Data is the critical element of a solid customer experience, and marketing teams must take ownership of its governance. Using intermediate bricks such as a data lake or a data warehouse (now easy to set up thanks to managed services in the cloud) as data repositories will facilitate access to data to ultimately serve your customer experience challenges.

 

This very granular and data-oriented way of designing your digital application is definitely modern. At Smile, we call them "modern apps" (CQFD!).

 

 

Towards an exhaustive vision of the customer journey

 

Facilitating access to data is not an end in itself: it remains to analyze them to give them meaning.

 

Exploiting data to manage a prospect's context in real-time, and to perceive his or her progress in the transformation funnels, are all projects to be carried out to give meaning to data. We can even go further and work around AI and machine learning algorithms to lead to hyper-personalization of your offer, or even predictive analysis - two essential points for a modern customer experience.

 

 

Implementation methodology

 

The issue of data is often buried within global action plans or strategies and is fragmented and treated in silos.

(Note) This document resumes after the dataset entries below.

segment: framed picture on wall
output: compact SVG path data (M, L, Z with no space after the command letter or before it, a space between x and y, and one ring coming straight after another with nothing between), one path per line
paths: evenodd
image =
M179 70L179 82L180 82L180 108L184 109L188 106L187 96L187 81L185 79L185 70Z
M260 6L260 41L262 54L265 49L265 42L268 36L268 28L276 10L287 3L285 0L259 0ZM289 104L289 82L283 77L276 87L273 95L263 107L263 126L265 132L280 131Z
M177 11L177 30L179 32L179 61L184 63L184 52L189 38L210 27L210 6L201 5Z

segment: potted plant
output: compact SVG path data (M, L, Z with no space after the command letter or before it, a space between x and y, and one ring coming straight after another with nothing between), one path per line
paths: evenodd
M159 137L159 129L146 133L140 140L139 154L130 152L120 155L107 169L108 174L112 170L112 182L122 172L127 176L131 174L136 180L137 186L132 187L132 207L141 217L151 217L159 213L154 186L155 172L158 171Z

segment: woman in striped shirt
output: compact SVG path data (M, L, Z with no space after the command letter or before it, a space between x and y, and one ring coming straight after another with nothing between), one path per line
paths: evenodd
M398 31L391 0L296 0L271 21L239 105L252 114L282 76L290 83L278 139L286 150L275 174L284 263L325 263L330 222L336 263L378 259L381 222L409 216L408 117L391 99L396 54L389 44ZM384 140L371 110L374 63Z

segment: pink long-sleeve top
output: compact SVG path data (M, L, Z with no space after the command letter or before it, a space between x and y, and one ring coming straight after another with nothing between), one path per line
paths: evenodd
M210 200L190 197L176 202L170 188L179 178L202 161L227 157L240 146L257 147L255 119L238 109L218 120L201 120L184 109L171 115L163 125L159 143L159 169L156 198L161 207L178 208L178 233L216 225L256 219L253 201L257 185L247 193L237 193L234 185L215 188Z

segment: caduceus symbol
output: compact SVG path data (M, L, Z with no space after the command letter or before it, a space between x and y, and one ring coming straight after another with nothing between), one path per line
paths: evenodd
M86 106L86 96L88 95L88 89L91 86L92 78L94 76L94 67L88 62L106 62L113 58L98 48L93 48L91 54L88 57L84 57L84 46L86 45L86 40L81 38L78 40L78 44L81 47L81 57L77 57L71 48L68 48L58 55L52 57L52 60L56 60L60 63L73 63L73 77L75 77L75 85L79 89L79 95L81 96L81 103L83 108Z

A dedicated strategy allows you to avoid this pitfall and to reap strong benefits:

  • Offer new services to your customers and partners
  • Improve operational efficiency and save money 
  • Reduce risk and ensure regulatory compliance 
  • Drive innovation within your organization and positive externalities
  • Communicate through your data (data storytelling, data visualization)
  • Strengthen customer loyalty and enthusiasm (aggregating customer knowledge).

 

The work of valorization of the data is consequent and is justified only by the concretization of associations with useful, usable, and used services (rule of "3 U") in particular for :

  • Referencing and collaboration (Cataloging, RACI...)
  • Aggregate customer knowledge (Feedback, surveys, VUC ...)
  • Communicate and represent (Activity reports, CSR, Dataviz ...)
  • Embedded operational dashboards (KPIs)
  • Centralize data and make it accessible via APIs
  • Facilitate innovation and acculturation via portals (mapping, graphics, etc.)